Yasmin

Teaching yoga brought many of the practical changes I expected (even though, as yoga teachers, we discourage expectations). I make my own schedule. Most days, I don’t set an alarm. I can go to Target on weekday mornings. I take on more freelance acting work. The world does not stop if I have to take a day or week off. With freedom comes responsibility, so I’ve had to learn to organize my life better. This is still a work in progress. None of my work time is filler. My work clothes are more casual (if that word can describe sweaty shorts) than my everyday clothes. I could move across the world, and still find a job and community. I make less money, but enjoy my work more – and believe in it one-hundred percent.

Here’s what I didn’t expect. Simply surviving teacher training changes your ideas of what is possible. You come out feeling everything-proof, as Bikram promised. There is no more fear of pursuing what you want in life. None of this means you really know how to teach. You feel like an inspired bad-ass when you’re one of a few hundred trainees. Then you stand in a room of people who want you to change their lives, or at least make them forget their significant discomfort. Some resent the fact that they’re even in the room. Some have injuries that you’ve never heard of. Some sway in terror. Some, you’re pretty sure, are waiting for the right moment to take you down and teach the class themselves. One is trying to do something with his foot that you’re just not sure is yoga. And the only words you can muster are “lock the knee.” This is where the unexpected changes begin.
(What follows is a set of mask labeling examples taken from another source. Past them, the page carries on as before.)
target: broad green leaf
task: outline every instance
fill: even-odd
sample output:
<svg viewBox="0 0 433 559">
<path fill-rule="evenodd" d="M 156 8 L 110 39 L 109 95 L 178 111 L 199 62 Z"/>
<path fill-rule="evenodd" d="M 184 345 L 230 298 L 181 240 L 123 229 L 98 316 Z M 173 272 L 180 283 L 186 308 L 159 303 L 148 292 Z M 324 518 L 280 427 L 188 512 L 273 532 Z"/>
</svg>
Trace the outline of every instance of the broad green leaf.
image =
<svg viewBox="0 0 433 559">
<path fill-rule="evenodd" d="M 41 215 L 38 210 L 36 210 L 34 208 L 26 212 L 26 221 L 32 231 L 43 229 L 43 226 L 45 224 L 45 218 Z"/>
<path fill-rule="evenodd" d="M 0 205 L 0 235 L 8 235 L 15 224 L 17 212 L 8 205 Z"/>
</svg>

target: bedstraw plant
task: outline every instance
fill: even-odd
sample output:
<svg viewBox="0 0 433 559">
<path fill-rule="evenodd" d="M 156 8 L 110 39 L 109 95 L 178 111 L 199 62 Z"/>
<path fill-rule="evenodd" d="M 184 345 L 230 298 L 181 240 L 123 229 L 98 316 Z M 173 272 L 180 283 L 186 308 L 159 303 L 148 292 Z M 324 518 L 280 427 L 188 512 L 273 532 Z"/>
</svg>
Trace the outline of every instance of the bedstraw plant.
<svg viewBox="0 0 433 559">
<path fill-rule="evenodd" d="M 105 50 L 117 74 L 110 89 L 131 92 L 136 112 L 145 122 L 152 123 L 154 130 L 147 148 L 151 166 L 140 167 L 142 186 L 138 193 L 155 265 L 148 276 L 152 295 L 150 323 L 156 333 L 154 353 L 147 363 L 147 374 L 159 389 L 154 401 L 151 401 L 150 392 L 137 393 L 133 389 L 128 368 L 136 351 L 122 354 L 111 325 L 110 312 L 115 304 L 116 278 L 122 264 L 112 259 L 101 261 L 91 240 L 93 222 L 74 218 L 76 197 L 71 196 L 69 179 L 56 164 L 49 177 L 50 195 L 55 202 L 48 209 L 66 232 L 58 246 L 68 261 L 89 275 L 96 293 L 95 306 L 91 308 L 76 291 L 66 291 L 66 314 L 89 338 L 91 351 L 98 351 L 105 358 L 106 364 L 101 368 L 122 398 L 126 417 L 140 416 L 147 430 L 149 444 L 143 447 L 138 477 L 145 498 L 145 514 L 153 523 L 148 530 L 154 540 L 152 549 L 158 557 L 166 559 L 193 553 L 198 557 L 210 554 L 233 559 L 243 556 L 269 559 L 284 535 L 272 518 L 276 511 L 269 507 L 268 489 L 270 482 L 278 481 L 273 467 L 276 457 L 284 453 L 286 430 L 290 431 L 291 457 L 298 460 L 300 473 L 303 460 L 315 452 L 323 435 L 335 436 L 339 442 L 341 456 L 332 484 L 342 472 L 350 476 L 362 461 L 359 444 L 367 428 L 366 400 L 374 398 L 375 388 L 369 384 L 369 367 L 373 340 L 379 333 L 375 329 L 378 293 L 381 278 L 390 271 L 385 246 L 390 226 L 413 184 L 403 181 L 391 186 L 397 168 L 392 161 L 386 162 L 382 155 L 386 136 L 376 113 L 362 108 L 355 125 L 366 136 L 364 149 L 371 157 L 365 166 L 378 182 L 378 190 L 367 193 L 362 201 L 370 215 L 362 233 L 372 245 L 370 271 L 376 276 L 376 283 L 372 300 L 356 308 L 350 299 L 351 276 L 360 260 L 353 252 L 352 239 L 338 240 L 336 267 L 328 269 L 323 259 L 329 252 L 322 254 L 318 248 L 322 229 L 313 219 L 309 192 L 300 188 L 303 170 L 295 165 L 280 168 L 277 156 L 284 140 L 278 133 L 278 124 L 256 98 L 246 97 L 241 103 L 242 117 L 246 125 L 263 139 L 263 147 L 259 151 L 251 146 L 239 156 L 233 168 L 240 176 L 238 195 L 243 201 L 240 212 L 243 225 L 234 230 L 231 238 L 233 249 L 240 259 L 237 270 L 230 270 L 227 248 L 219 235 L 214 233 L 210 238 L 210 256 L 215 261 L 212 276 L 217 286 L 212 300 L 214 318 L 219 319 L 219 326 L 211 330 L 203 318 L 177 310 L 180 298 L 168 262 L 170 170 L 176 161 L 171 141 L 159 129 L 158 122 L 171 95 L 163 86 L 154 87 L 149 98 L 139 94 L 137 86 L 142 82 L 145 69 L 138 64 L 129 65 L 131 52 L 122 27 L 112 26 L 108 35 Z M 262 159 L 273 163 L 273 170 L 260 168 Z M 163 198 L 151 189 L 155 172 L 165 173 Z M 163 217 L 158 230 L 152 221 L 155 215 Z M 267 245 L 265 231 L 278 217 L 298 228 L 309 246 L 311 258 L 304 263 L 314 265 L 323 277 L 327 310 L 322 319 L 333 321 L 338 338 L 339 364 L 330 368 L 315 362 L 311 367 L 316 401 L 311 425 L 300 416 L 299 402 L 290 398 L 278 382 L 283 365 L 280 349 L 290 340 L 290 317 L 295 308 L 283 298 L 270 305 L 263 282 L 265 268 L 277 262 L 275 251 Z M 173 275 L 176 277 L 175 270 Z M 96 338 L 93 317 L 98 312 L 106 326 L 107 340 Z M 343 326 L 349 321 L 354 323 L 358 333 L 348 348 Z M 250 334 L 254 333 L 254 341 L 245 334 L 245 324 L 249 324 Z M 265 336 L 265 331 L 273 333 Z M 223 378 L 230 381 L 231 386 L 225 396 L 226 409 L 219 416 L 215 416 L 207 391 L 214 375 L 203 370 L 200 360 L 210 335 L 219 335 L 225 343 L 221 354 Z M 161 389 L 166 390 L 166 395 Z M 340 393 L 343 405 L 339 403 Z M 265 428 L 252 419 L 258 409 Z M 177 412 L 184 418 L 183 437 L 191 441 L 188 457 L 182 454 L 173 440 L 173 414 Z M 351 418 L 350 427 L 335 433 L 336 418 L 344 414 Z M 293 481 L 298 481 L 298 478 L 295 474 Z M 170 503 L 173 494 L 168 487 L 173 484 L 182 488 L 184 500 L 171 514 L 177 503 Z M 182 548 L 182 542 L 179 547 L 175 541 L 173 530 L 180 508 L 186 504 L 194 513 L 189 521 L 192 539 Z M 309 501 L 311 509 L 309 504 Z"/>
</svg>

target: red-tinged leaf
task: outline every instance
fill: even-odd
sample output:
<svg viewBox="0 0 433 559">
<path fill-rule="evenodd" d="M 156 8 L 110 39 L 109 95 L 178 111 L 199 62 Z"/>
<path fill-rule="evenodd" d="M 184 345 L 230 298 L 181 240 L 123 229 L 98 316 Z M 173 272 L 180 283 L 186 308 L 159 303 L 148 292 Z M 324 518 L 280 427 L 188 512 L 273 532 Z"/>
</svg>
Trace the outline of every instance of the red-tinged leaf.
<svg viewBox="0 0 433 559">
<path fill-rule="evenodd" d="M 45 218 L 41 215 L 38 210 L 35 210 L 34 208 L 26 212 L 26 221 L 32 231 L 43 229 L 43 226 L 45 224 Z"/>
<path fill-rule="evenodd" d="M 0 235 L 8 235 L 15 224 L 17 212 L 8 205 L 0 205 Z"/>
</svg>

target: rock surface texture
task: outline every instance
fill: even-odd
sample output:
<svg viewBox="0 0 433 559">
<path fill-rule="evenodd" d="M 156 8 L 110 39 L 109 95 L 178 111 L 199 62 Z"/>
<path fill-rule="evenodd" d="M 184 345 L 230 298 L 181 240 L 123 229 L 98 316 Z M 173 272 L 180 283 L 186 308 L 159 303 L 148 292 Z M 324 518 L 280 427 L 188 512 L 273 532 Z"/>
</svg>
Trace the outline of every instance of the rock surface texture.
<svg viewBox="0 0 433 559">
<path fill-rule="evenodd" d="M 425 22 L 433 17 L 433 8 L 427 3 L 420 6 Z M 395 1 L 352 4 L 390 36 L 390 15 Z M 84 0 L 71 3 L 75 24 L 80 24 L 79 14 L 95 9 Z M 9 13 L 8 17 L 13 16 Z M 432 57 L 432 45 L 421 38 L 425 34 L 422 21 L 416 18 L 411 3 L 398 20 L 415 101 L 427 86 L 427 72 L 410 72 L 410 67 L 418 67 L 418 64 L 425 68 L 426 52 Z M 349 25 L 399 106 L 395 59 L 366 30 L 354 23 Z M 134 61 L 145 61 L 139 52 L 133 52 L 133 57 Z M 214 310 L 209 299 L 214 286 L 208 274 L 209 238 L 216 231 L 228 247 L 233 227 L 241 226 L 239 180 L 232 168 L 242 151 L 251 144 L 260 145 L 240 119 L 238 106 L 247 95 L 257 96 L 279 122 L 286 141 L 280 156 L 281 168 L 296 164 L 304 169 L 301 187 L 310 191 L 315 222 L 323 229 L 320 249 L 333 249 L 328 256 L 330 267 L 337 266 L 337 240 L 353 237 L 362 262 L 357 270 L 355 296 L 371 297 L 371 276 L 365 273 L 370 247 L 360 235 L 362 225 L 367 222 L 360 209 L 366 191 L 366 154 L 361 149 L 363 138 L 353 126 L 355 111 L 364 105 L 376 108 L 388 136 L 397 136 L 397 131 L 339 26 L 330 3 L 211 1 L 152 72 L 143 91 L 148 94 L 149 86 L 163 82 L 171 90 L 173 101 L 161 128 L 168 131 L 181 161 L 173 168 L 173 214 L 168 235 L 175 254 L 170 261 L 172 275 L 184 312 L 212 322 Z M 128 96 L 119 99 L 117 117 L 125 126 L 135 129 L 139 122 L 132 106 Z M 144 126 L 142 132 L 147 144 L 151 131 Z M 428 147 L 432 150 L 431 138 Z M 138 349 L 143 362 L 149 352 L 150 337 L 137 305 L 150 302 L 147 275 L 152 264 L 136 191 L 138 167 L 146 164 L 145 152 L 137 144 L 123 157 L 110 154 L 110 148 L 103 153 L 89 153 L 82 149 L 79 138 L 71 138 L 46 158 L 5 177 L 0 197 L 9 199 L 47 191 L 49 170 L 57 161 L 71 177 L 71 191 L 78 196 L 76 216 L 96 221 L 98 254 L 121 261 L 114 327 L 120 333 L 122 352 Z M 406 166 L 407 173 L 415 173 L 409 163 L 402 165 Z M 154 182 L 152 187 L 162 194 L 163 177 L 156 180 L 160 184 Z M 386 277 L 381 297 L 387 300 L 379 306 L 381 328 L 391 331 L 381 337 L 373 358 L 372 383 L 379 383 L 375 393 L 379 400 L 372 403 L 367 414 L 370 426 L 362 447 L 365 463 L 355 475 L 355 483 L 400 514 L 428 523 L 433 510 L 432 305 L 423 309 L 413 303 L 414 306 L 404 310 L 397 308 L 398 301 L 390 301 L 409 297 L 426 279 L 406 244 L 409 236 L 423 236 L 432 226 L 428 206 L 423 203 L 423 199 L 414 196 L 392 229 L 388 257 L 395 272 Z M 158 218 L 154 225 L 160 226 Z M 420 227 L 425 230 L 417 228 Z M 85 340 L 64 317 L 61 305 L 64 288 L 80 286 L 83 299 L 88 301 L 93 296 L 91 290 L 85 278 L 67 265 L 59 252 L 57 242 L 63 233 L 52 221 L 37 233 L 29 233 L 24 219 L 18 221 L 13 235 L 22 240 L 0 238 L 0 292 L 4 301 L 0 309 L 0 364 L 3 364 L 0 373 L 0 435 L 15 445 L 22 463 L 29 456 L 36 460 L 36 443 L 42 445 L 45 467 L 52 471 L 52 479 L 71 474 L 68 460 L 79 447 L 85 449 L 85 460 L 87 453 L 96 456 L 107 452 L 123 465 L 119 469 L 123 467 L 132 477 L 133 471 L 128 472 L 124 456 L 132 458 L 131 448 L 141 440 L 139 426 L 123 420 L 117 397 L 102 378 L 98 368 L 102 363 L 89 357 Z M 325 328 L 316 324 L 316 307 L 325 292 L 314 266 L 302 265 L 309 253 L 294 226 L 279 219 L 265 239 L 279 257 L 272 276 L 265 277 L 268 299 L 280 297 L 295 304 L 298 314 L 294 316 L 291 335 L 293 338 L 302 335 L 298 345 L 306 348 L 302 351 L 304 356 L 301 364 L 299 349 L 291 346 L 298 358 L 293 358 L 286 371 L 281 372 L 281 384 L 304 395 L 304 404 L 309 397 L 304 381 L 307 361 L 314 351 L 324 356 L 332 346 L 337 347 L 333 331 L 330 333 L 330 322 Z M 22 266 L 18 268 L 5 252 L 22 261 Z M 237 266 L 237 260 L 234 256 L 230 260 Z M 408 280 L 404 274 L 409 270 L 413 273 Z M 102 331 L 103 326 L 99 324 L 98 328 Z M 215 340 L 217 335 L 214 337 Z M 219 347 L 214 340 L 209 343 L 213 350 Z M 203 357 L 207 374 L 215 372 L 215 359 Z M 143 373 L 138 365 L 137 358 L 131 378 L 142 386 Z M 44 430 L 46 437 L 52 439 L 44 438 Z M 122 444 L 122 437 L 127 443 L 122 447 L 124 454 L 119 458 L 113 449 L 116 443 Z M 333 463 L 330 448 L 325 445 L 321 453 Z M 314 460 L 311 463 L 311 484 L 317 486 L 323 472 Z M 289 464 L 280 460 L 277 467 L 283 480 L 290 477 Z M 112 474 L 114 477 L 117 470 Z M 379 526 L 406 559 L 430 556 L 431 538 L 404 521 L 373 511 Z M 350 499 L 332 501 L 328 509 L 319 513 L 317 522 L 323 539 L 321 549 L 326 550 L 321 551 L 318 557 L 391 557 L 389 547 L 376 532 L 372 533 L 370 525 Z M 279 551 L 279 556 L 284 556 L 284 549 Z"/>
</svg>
I now listen more carefully to other teachers. I pay closer attention to my own practice – not just what I do, but why. I’ve started to address lifelong alignment problems, which is a lengthy exercise in humility and gratitude. I’ve learned more patience (except when I drive). Sometimes, I have to let go of teacher mode and just let myself be a student. But teaching and practice feed each other. Generosity in my practice allows me to be more generous as a teacher. And once I say something in the yoga room, I realize it probably applies to my own practice – and to the rest of my life.